Un adenocarcinoma tan agresivo como el que se me
ha diagnosticado tiene que ser atacado con mayor agresividad para evitar
que en cuestión de días comprometa órganos vitales susceptibles de ser
alcanzados por las células cancerosas que tienen extraordinaria
capacidad de expansión y contaminación.
Aunque admito que llegué un poco tarde al diagnóstico por razones que
no es necesario explicar en esta coyuntura --entre ellas el síndrome de
Superman que todos llevamos dentro--, he dado mi mejor cara a una
enfermedad que no permite muchas opciones.

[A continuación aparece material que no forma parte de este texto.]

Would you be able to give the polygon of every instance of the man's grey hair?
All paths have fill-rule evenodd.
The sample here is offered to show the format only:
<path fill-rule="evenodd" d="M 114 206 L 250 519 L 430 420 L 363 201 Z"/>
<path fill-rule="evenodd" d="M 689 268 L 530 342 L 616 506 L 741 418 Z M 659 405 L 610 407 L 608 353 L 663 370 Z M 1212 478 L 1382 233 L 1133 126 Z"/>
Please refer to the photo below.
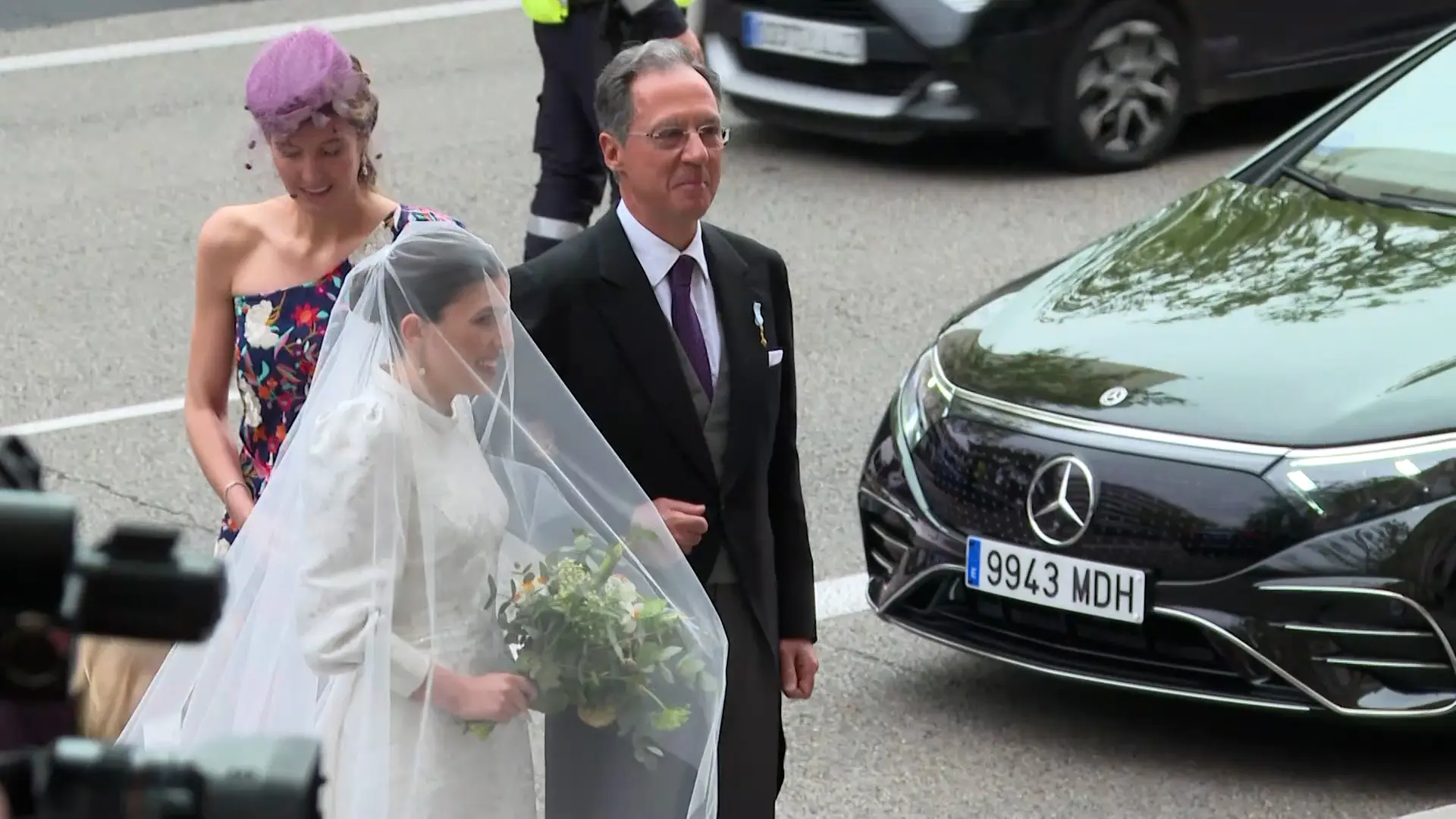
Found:
<path fill-rule="evenodd" d="M 641 45 L 623 50 L 607 63 L 597 77 L 597 124 L 617 138 L 626 141 L 628 130 L 636 118 L 632 105 L 632 83 L 642 74 L 655 71 L 671 71 L 677 67 L 689 67 L 708 80 L 708 87 L 713 89 L 713 99 L 722 105 L 722 83 L 718 71 L 713 71 L 693 55 L 686 45 L 676 39 L 649 39 Z"/>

Tuve la buena fortuna de llegar aún a tiempo a uno de los mejores
centros anti cáncer del mundo, el Presbyterian Hospital de Nueva York y
caer en manos de un equipo profesional consagrado a su oficio encabezado
por un médico dominicano, el doctor Rafael Lantigua e integrado por los
especialistas Paul Lee e Ivonne Saenger.
Voy a admitir ahora un dato que me había resistido aportar para no
causarles mayores tormentos a mis familiares, a mis amigos, compañeros y
gente que me valora y aprecia. Pero como esa realidad se ha modificado,
lo digo hoy: la perspectiva de vida que me dieron los médicos fue de
seis meses a partir del momento del diagnóstico.
El tratamiento, sin embargo, ha sido tan efectivo que en este momento
los médicos no se atreven a hacer pronóstico, pero calladito en el oído
el doctor Lantigua me dice que está apostando a los diez años y que en
cinco de ellos me va a acompañar una “alta calidad de vida”.
Es decir, mi perspectiva al día de hoy es muy buena en comparación
con el diagnóstico inicial, y aunque con enfermedades tan veleidosas
como estas no se puede cantar victoria, --sobre todo cuando atacan a una
persona casi septuagenaria, como yo--, mi organismo ha tolerado el duro
tratamiento sin mayor reacción negativa.